Due to processing power limitations, the program uses a probabilistic model (by using a random number generator or RNG) instead of actually generating random text and comparing it to Shakespeare. When the simulator “detects a match” (that is, the RNG generates a certain value or a value within a certain range), the simulator simulates the match by generating matched text.>>

Now, notice what they go on to say:

>>More sophisticated methods are used in practice for natural language generation. If instead of simply generating random characters one restricts the generator to a meaningful vocabulary and conservatively following grammar rules, like using a context-free grammar, then a random document generated this way can even fool some humans (at least on a cursory reading) as shown in the experiments with SCIgen, snarXiv, and the Postmodernism Generator.>>

Notice, how injection of active information based on skill and knowledge narrows down the search?

That is tantamount to parking oneself next to an island of function in the sea of possibilities then reaching out with controlled randomness as a part of one’s design method:

is_ o_func2_activ_info

Which of course further underscores the point: FSCO/I and especially dFSCI come about reliably by intelligently directed configuration.

That brings me back to some long ago now initial observations for the ID Foundations series:

>>Signs: I observe one or more signs [in a pattern], and infer the signified object, on a warrant:

I: [si] –> O, on W

a –> Here, as I will use “sign” [as opposed to “symbol”],  the connexion is a more or less causal or natural one; e.g. a pattern of deer tracks on the ground is an index, pointing to a deer.

(NB, 02:28: Sign can be used more broadly in technical semiotics to embrace “symbol” and other complexities, but this is not needed for our purposes. I am using “sign” much as it is used in medicine, at least since Hippocrates of Cos in C5 BC, i.e. to point to a disease on an objective, warranted indicator.)

b –> If the sign is not a sufficient condition of the signified, the inference is not certain and is defeat-able; though it may be inductively strong. (E.g. someone may imitate deer tracks.)

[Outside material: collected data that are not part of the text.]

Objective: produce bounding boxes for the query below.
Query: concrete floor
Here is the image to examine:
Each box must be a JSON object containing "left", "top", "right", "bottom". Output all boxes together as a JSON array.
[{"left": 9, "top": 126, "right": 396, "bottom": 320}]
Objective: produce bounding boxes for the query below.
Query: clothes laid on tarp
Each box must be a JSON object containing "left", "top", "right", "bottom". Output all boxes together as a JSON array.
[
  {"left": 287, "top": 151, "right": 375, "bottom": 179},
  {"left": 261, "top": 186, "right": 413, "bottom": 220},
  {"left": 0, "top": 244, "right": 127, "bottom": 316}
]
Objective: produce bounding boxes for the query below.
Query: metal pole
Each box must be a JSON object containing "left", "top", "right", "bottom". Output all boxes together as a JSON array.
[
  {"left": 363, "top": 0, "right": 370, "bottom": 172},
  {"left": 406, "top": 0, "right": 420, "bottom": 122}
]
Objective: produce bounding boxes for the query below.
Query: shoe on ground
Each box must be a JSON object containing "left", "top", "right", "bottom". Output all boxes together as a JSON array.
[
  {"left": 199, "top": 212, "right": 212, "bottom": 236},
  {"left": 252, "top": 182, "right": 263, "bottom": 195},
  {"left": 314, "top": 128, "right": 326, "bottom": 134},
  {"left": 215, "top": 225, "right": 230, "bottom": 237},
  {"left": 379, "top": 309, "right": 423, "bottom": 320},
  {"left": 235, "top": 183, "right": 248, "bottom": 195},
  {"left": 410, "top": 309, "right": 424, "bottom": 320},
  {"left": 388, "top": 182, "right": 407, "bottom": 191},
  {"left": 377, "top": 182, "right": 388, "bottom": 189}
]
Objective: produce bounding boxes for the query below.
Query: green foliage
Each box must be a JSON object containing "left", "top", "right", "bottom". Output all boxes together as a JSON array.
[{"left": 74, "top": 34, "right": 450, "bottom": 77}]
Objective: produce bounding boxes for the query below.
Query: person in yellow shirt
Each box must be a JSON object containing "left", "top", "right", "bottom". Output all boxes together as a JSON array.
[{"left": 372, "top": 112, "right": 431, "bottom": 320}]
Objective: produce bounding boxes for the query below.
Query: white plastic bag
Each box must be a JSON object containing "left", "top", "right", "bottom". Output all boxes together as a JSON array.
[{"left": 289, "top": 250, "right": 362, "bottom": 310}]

c –> The warrant for an inference may in key cases require considerable background knowledge or cues from the context.

d –> The act of inference may also be implicit or even intuitive, and I may not be able to articulate but may still be quite well-warranted to trust the inference. Especially, if it traces to senses I have good reason to accept are working well, and are acting in situations that I have no reason to believe will materially distort the inference.

e –> The process of observation may be passive, where I simply respond to effects of the sign-emitting object; or it may involve active emission of signals or interaction with the object. For instance, we may contrast passive and active sonar sensing here, noting that both modes are used by sea-animals as well as technical systems.  (NB: “Object” is here used in a very broad sense [u/d 02:17: it includes objects and credibly objective states of affairs].)

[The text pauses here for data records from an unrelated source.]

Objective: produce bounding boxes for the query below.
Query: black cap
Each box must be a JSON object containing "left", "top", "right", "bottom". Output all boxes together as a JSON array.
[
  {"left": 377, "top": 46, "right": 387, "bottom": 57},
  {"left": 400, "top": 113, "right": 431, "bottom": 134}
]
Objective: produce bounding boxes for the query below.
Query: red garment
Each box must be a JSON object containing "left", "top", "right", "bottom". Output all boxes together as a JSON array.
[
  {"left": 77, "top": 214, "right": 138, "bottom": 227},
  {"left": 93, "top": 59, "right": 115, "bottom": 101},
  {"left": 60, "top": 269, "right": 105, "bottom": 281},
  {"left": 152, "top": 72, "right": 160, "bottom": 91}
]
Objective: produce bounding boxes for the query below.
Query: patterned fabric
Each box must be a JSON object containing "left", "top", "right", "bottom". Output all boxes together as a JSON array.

f –> A sign can also be iconic, i.e sufficiently resembling  [u/d, 02:17: or representing] the object to be recognisable as a representation, as a general class [a rock shaped like a  face] or in specific [a sculptural portrait]. [u/d 02:28: In the case of a mace in its rest in Parliament, unless an elaborate form of a former weapon sits there, Parliament is not legitimately in session.]>>

Obviously, even without knowing a detailed method, if I can show that a sign’s claimed reliability fails, that sign has been shown to be less than a unique, credibly 100% reliable indicator of what it signifies, that is it is shown capable of inferring state of affairs S when the actual state is NOT-S, a Type I, false positive error.

(No-one has seriously proposed that the design inference process is immune to Type II false negative errors; in fact the threshold of complexity of 500 – 1,000 bits is deliberately willing to accept false negatives in order to gain high confidence that the positive is reliable. And dismissive sniffing about big numbers is besides the point.)

So, nope, one does not need to have detailed models of howtwerdun etc in order to reason on signs.